James nodded. "They hae a personal reason for takin' on Fat Willie's BattleMechs, y' ken. See themselves doin' God's work by takin' the machines down."
"I cannae say I agree wi' the Jihaders' ideas," McCall said. "But I'd like t' meet them an' your people just the same. I'm a Jacobite m'sel'. Or was. It's been a few years since I was home."
"You're a McCall a' the McCalls," Allyn said. Her eyes widened. "Oh. Tha' Major McCall! I dinnae connect you wi' what I'd heard, at f
irst."
"We heard you walked oot on your family an' clan," James said slowly. "Tha' you'd been disowned."
"Perhaps. But I'm back noo."
"We'll certainly want to take him to the General," Allyn told James. "He could help th' Reivers a lot."
"Unless ..." James stopped, thought a moment, then shook his head. "Major, don't get me wrong, but I heard the talk between you an tha' bastard Folker. If your unit comes here, will it be t' fight against us? T' put down the rebellion?

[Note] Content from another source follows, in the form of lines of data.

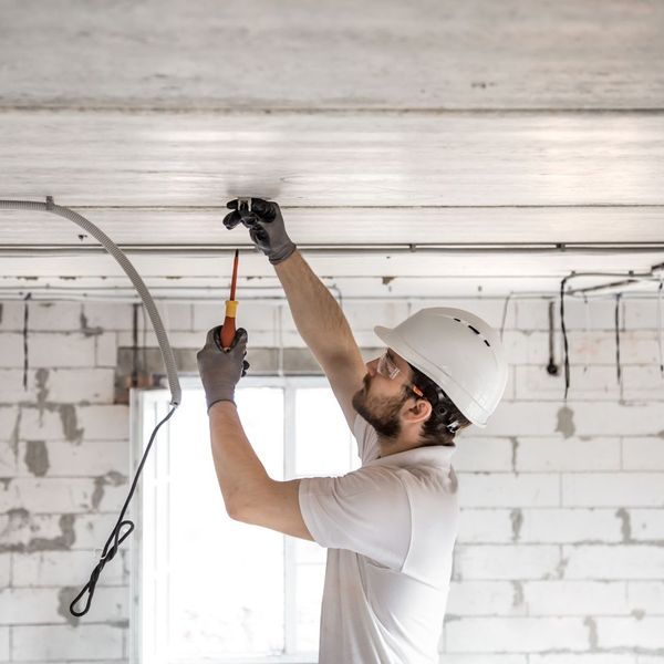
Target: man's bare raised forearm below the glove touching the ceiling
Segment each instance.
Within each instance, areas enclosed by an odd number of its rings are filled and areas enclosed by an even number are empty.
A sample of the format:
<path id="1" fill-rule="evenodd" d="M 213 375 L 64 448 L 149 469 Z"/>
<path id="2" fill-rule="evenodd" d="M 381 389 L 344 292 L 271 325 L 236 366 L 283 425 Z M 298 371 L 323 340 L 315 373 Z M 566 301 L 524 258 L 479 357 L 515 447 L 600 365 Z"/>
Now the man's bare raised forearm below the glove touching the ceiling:
<path id="1" fill-rule="evenodd" d="M 330 356 L 355 346 L 341 307 L 299 250 L 274 266 L 298 332 L 314 355 Z"/>

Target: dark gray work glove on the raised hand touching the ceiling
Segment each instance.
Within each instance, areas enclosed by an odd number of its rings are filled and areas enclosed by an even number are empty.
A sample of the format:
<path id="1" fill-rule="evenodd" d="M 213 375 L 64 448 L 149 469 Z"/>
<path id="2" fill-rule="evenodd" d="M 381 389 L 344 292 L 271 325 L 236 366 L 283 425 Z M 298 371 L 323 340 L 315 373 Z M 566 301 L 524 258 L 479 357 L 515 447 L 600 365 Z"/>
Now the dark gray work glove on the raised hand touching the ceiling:
<path id="1" fill-rule="evenodd" d="M 243 224 L 249 229 L 252 242 L 276 266 L 286 260 L 298 247 L 286 232 L 283 217 L 277 203 L 251 199 L 251 209 L 238 209 L 238 199 L 229 200 L 226 207 L 234 210 L 224 218 L 224 226 L 232 230 L 238 224 Z"/>

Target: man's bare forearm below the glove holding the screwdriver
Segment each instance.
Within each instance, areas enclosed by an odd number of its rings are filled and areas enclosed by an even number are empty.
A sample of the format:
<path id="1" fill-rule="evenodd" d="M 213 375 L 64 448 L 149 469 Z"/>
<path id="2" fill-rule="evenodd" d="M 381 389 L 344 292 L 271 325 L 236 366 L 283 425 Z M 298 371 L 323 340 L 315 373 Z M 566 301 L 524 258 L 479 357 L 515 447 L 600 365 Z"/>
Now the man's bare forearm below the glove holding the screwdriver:
<path id="1" fill-rule="evenodd" d="M 215 470 L 226 511 L 232 516 L 240 508 L 243 497 L 269 481 L 269 476 L 245 434 L 232 402 L 212 404 L 209 419 Z"/>

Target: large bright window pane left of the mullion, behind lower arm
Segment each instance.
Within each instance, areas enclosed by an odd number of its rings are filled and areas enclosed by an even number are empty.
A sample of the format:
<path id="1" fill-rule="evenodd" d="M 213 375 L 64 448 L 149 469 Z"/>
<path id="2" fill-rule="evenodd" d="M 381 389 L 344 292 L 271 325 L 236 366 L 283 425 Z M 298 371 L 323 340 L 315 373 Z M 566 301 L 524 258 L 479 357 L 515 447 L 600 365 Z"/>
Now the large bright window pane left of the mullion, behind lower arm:
<path id="1" fill-rule="evenodd" d="M 283 392 L 238 388 L 242 426 L 268 474 L 283 476 Z M 284 647 L 283 536 L 232 521 L 215 474 L 203 391 L 172 422 L 168 661 L 278 654 Z"/>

Because if they do, it will be you against us, an' we're not goin' to simply lay down our arms t' be butchered by tha' bluidy monster in the Citadel!"
"Lad, d' you think I'd fight for a madman like tha' Wilmarth?" He shook his head. "I hae to live wi' m'sel', y' ken."
"I think my father would shoot the Major if he even suggested such a thing," Alex added. "That's one reason we're here, anyway. To find out whose side we should be on!"
"Mercenaries who care which side they're on?" Allyn asked, her eyebrows raising. "That's a new one!"
"Not so new," Alex told her. "We pick our fights when we can. We wouldn't last long, as a unit or as a business, if it were otherwise."
"Aye, but this contract Folker mentioned. Between your unit an' the FedCom. How do you expect to get around tha'?"
"There are ways, lad," McCall said. "But we're not in th' habit a' discussin' trade secrets wi' folks we've just rescued from the enemy."
"Y' know," James said, relaxing slightly with a grin. "I like these men, Allyn." He laughed. "Major, that was a slick piece of work you pulled with that monowire on Folker."
"Never saw you move so fast, Major!" Alex said, laughing. He patted the combat vest pocket that held his own paired reels of monothread. "I didn't know you had one of these with you."
McCall gave him a wry grin. "Aye. An' who said I did?"
Alex's jaw dropped. "That was a bluff?"
"Weel, noo. Monothread's aye a wee bit hard t' see, unless it catches the light just so." Holding the car's stick for a moment between his knees, McCall held up his fists a few centimeters apart. "An' if y' think I might be holdin' the reels in each hand, just in front of your throat, weel, it's possible y' could see things that weren't really there."